Commit Graph

17 Commits

Author SHA1 Message Date
Lionel Landwerlin
9a7b319903 anv/query: flush render target before copying results
This change tracks render target writes in the pipeline and applies a
render target flush before copying the query results to make sure the
preceding operations have landed in memory before the command streamer
initiates the copy.

v2: Simplify logic in CopyQueryResults (Jason)

Signed-off-by: Lionel Landwerlin <lionel.g.landwerlin@intel.com>
Reviewed-by: Jason Ekstrand <jason@jlekstrand.net>
Bugzilla: https://bugs.freedesktop.org/show_bug.cgi?id=108909
Fixes: 37f9788e9a ("anv: flush pipeline before query result copies")
Cc: mesa-stable@lists.freedesktop.org
2018-12-05 11:43:34 +00:00
Jason Ekstrand
7a89a0d9ed anv: Use separate MOCS settings for external BOs
On Broadwell and above, we have to use different MOCS settings to allow
the kernel to take over and disable caching when needed for external
buffers.  On Broadwell, this is especially important because the kernel
can't disable eLLC so we have to do it in userspace.  We very badly
don't want to do that on everything so we need separate MOCS for
external and internal BOs.

In order to do this, we add an anv-specific BO flag for "external" and
use that to distinguish between buffers which may be shared with other
processes and/or display and those which are entirely internal.  That,
together with an anv_mocs_for_bo helper lets us choose the right MOCS
settings for each BO use.

Bugzilla: https://bugs.freedesktop.org/show_bug.cgi?id=99507
Cc: mesa-stable@lists.freedesktop.org
Reviewed-by: Lionel Landwerlin <lionel.g.landwerlin@intel.com>
2018-10-03 09:03:03 -05:00
Jason Ekstrand
c811af767e anv/so_memcpy: Don't consider src/dst_offset when computing block size
The only thing that matters is the size since we never specify any
offsets in terms of blocks.

Reviewed-by: Lionel Landwerlin <lionel.g.landwerlin@intel.com>
2018-09-19 09:38:04 -05:00
Jason Ekstrand
40149441b8 anv: Add a mi_memset and use it for zeroing queries
Reviewed-by: Lionel Landwerlin <lionel.g.landwerlin@intel.com>
2018-09-17 02:57:21 -05:00
Caio Marcelo de Oliveira Filho
f9d25f630c anv/memcpy: fix build after starting to use addresses
The offsets now come from the anv_address, these references were not
updated and using the old variable.

Fixes: e1ab834557 "anv/memcpy: Use addresses instead of bo+offset"
Tested-by: Clayton Craft <clayton.a.craft@intel.com>
2018-09-14 21:45:50 -07:00
Jason Ekstrand
e1ab834557 anv/memcpy: Use addresses instead of bo+offset
Reviewed-by: Eric Engestrom <eric.engestrom@intel.com>
2018-09-14 22:12:11 -05:00
Jason Ekstrand
90b46f6c17 anv/so_memcpy: Use the correct SO_BUFFER size on gen8+
This shouldn't matter as we'll never write OOB anyway but we may as well
get it right.  It's supposed to be in dwords - 1.

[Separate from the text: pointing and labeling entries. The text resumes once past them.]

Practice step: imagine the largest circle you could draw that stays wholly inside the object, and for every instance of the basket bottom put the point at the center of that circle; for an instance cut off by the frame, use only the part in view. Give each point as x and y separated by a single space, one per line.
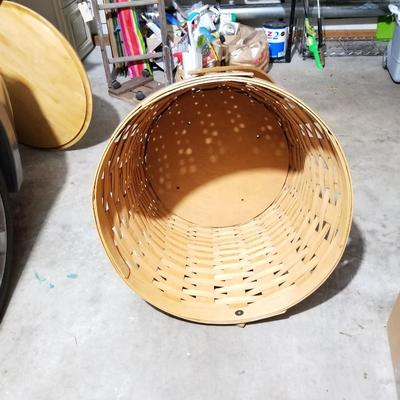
217 157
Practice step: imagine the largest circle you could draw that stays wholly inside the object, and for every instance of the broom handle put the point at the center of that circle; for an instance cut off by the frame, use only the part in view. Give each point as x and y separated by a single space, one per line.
256 72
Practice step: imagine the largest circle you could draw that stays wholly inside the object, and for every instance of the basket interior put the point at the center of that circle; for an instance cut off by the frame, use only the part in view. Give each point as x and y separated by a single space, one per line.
223 200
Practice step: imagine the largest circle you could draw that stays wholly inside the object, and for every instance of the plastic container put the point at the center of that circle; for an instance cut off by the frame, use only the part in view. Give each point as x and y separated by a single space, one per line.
277 38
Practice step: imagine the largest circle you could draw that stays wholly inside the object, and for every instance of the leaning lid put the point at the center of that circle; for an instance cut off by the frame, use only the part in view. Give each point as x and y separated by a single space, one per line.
48 86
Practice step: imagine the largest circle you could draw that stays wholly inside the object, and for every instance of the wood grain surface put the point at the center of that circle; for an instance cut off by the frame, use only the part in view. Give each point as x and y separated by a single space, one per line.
48 86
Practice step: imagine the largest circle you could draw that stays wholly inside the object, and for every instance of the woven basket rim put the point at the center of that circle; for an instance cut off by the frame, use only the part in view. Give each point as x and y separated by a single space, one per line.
273 307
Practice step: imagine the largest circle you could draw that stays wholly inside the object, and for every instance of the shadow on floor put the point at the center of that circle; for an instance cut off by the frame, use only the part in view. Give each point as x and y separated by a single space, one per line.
104 121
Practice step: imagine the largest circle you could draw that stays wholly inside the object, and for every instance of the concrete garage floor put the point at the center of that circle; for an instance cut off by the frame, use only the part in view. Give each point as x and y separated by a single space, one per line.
74 330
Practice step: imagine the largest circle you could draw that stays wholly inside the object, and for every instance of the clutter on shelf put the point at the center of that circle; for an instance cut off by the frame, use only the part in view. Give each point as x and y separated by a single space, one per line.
199 37
203 37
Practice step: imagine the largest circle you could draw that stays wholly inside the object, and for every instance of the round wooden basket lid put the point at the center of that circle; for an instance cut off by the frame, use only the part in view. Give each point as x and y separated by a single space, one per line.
48 86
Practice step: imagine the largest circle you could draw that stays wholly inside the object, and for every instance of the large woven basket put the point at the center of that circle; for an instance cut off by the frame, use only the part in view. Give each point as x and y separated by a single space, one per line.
223 199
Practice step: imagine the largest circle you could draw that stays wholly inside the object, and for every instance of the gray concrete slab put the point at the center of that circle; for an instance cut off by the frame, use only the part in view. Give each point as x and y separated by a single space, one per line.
74 330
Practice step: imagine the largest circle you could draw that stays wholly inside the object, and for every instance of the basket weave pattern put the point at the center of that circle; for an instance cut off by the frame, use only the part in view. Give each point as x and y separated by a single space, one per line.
225 274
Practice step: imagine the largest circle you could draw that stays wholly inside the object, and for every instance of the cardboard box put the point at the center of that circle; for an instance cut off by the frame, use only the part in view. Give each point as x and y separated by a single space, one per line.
393 328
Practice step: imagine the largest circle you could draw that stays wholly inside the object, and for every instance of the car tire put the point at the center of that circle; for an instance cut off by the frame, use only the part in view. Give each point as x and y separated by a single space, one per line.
6 244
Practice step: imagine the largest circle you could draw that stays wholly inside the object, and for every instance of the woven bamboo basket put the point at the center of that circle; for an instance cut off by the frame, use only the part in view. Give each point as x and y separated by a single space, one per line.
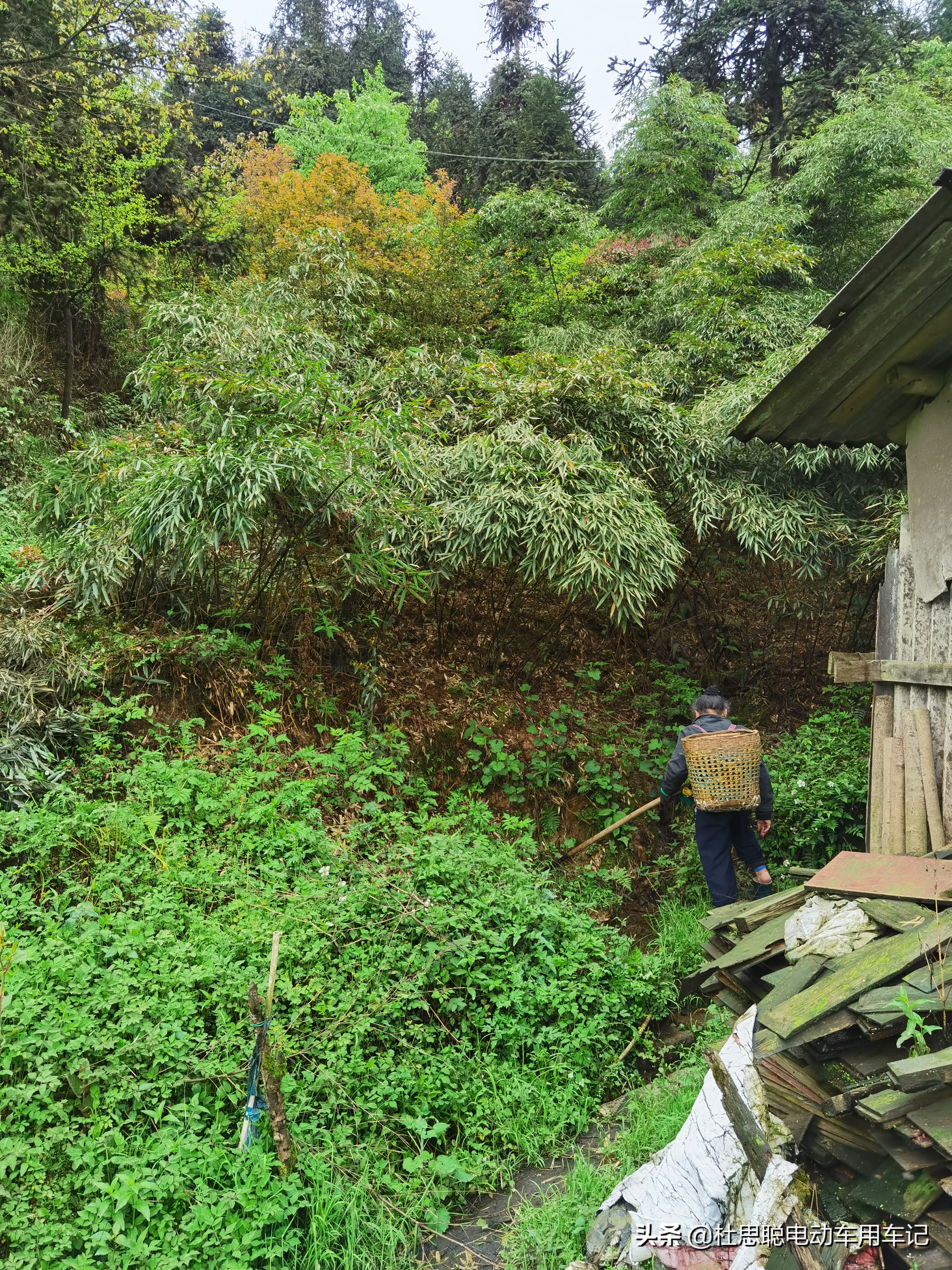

Reviewed-by: Nanley Chery <nanley.g.chery@intel.com>
2018-09-14 22:12:11 -05:00
Kenneth Graunke
0472aa3efe intel: Drop SURFACE_FORMAT enum from genxml.
We want people to be using ISL_FORMAT_*, rather than the genxml format
enumerations. This patch drops 10 separate copies, and drops a bunch
of ugly casting.

Reviewed-by: Jordan Justen <jordan.l.justen@intel.com>
[jordan.l.justen@intel.com: Minor changes for rebase]
Signed-off-by: Jordan Justen <jordan.l.justen@intel.com>
Reviewed-by: Samuel Iglesias Gonsálvez <siglesias@igalia.com>
2018-03-05 09:51:08 -08:00
Jason Ekstrand
116e818ef1 anv/gpu_memcpy: CS Stall before a MI memcpy on gen7
This fixes a pile of hangs caused by the recent shuffling of resolves
and transitions.  The particularly problematic case is when you have at
least three attachments with load ops of CLEAR, LOAD, CLEAR.  In this
case, we execute the first CLEAR followed by a MI memcpy to copy the
clear values over for the LOAD followed by a second CLEAR.  The MI
commands cause the first CLEAR to hang which causes us to get stuck on
the 3DSTATE_MULTISAMPLE in the second CLEAR.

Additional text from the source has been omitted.